When you're two and you hate your parents
You pack up your stuff in a camera case and get your musical keys and go:
At least until the child safety doorknob cover stops you:
During a similar plot to escape and create a better life down the street where they have better toys, he grabbed his entourage, which normally consists of Puppy, Little Puppy, Elephant, Dinosaur, and Lightning McQueen:
I had to bring every single one of those in with me, in addition to a shoeless Handsome, a diaper bag, McDonald's bag and drinks, and an umbrella when we went shopping for a vehicle that would be able to hold all of his Highness' friends. He didn't care for the doorknob cover, so he tried to escape in another way:
I figured something was up when the box giggled as it was picked up.

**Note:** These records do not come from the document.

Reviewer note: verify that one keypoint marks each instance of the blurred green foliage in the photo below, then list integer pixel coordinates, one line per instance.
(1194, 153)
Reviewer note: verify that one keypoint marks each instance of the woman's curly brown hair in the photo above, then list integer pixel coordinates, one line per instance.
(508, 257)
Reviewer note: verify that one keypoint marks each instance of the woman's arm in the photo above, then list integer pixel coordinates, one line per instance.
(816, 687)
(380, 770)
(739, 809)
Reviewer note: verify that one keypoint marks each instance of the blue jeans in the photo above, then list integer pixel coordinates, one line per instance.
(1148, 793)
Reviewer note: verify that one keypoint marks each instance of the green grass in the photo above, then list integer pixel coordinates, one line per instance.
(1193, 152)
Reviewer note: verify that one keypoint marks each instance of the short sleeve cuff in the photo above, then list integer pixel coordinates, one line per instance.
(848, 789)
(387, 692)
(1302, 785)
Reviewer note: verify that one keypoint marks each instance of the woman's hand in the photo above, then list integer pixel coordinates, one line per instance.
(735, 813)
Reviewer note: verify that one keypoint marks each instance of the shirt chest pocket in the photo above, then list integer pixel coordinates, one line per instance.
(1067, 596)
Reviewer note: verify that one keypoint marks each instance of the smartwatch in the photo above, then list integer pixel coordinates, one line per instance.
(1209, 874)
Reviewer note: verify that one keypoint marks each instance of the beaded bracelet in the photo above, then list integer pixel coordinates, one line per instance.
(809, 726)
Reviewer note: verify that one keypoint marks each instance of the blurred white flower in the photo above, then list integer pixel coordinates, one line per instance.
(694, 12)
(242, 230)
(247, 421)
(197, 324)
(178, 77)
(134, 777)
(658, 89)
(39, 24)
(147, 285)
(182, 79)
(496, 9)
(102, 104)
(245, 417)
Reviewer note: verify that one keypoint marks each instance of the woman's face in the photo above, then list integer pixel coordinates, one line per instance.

How could he want to leave us? We have a fish that tries to mate with Spongebob:
Dogs that are dumb as dirt:
Dogs that now know how to get up to the higher levels of the Rainbow system so they can annoyingly lick us up there:
Or stay at the bottom and steal shoes:
He loved having Pumpkin back for a week, as did Fuzzy, evidenced by his humping Pumpkin's bed energetically:
Fuzzy so energetically and vocally humped Pumpkin's bed that Bubba showed her cousins with a visual on the chair against the pillow just what Fuzzy spends his day doing, with her imitating Fuzzy's snorting while he does it. Apparently that put Fuzzy in the mood just hearing it, and he also made the snorting noises in the background, providing the perfect conundrum for me--do I laugh because it was impossible not to, or do I reprimand both of them for being vulgar? I had to do both, telling Bubba that Fuzzy is a dirty dog and telling Fuzzy that he was warping my daughter's mind, but if he was going to do it again, could he wait until I got it on video?

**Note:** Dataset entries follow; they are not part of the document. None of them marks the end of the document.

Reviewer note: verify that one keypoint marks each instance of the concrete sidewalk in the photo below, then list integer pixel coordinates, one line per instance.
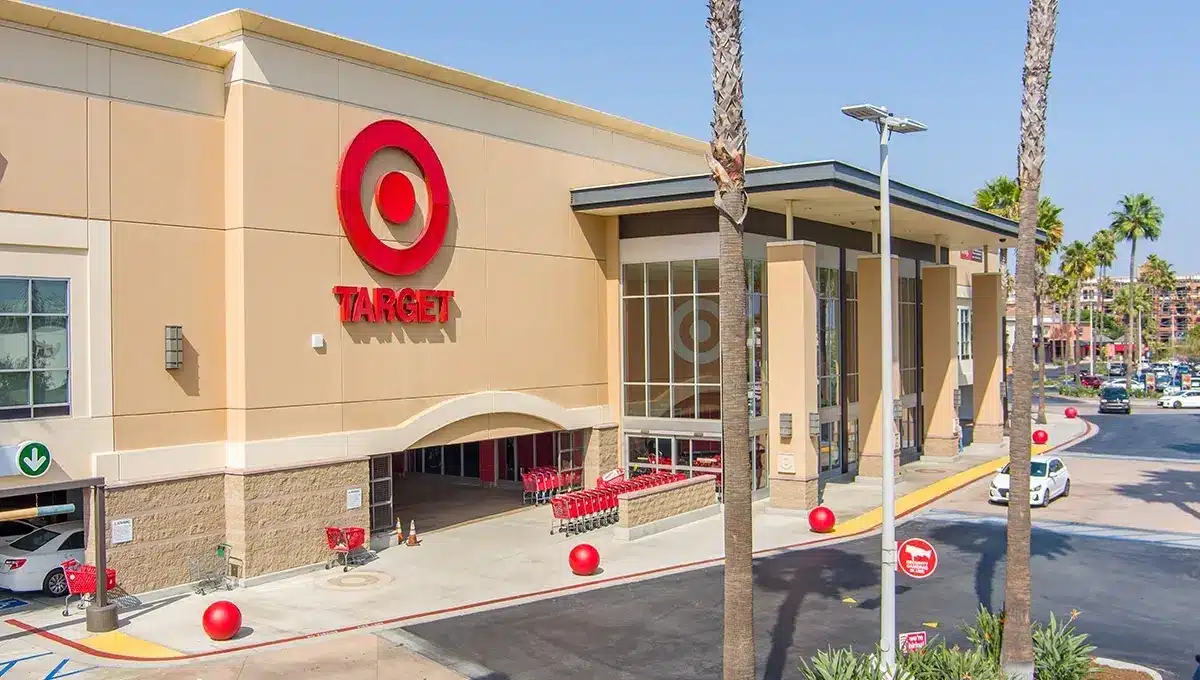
(489, 564)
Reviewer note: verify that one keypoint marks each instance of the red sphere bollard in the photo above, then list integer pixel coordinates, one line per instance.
(821, 519)
(222, 620)
(585, 560)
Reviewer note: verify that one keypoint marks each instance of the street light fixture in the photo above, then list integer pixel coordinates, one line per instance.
(886, 122)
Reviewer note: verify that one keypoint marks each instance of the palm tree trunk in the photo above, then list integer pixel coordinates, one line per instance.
(727, 163)
(1129, 325)
(1017, 650)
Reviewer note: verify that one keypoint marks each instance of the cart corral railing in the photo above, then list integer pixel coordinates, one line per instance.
(658, 509)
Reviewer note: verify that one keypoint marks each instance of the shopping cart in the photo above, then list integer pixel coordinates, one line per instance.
(82, 583)
(347, 547)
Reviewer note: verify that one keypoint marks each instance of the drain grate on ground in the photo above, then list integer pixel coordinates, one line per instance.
(353, 579)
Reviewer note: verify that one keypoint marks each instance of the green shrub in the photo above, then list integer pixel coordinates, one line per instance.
(1060, 653)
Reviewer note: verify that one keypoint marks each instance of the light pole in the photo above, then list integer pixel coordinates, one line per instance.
(886, 124)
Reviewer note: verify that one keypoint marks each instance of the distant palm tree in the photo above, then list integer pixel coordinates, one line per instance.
(1077, 264)
(1137, 218)
(1017, 650)
(1159, 276)
(726, 161)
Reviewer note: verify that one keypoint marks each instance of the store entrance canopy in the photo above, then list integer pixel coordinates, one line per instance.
(825, 191)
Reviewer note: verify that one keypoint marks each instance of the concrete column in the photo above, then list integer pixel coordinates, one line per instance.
(791, 334)
(987, 314)
(873, 404)
(601, 452)
(940, 348)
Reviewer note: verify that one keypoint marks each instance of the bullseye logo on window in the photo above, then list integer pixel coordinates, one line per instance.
(395, 198)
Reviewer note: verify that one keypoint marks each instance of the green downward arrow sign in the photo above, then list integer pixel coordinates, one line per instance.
(34, 458)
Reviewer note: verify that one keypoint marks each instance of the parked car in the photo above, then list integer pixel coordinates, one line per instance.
(1114, 399)
(13, 529)
(35, 560)
(1183, 399)
(1049, 479)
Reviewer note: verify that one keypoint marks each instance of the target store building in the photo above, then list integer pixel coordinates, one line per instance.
(261, 280)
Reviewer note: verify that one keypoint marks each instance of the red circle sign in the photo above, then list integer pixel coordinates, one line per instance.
(394, 194)
(917, 558)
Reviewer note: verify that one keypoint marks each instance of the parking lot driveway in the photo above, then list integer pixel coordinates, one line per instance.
(1140, 494)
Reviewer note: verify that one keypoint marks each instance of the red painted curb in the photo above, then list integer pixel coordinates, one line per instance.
(84, 649)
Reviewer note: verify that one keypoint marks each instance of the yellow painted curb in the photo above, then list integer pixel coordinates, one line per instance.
(919, 498)
(115, 642)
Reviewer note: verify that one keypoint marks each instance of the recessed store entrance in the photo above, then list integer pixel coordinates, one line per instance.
(447, 485)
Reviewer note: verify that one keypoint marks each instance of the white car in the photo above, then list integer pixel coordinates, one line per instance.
(1049, 480)
(35, 560)
(1182, 399)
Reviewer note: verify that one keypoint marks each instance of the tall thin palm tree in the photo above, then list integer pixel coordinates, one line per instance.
(1077, 264)
(1137, 218)
(1017, 651)
(1159, 275)
(726, 161)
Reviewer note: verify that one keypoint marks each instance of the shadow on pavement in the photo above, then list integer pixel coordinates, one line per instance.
(821, 572)
(990, 542)
(1173, 487)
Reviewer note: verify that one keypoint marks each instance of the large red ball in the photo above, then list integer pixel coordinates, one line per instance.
(585, 560)
(222, 620)
(821, 519)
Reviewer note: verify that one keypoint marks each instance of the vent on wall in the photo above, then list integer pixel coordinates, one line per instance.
(174, 347)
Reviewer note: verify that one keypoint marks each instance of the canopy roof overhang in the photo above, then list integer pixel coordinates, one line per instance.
(822, 191)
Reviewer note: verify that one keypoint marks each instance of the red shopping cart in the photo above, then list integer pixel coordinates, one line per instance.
(346, 545)
(82, 583)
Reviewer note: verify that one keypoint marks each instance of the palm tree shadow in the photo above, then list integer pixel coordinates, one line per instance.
(825, 572)
(990, 543)
(1180, 488)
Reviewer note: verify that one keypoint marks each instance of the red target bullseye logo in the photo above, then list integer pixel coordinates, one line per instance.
(394, 196)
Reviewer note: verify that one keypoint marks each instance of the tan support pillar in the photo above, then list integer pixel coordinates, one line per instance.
(939, 334)
(873, 404)
(987, 314)
(792, 331)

How could Handsome want to leave his big sister, who creates such cool things as her own puzzles:
and the most adorable love note Mower and I have ever seen:
We also have cool new things in the backyard to stare at while eating wild mushrooms:
We were reminded at how little mushrooms we have had in our life during our visit to Austin, where one of the trees looked like something out of a Dr. Suess book:
And if we weren't on mushrooms, I'm sure this wouldn't have seemed so funny, like a clown car filled with overweight bearded ladies:
Handsome, don't leave us just yet. The crepe myrtles are finally blooming:
Your cousins are goofy and fun:
And who else will we get to amuse us for doing normal, everyday things like fall asleep in weird positions:
I love you, my adorable little "tobbler." You may hog the bed, shove things in my mouth that you think I should "EAT!", and have some of the rankest diapers ever filled by professionals poopers, but you're my little man and always will be.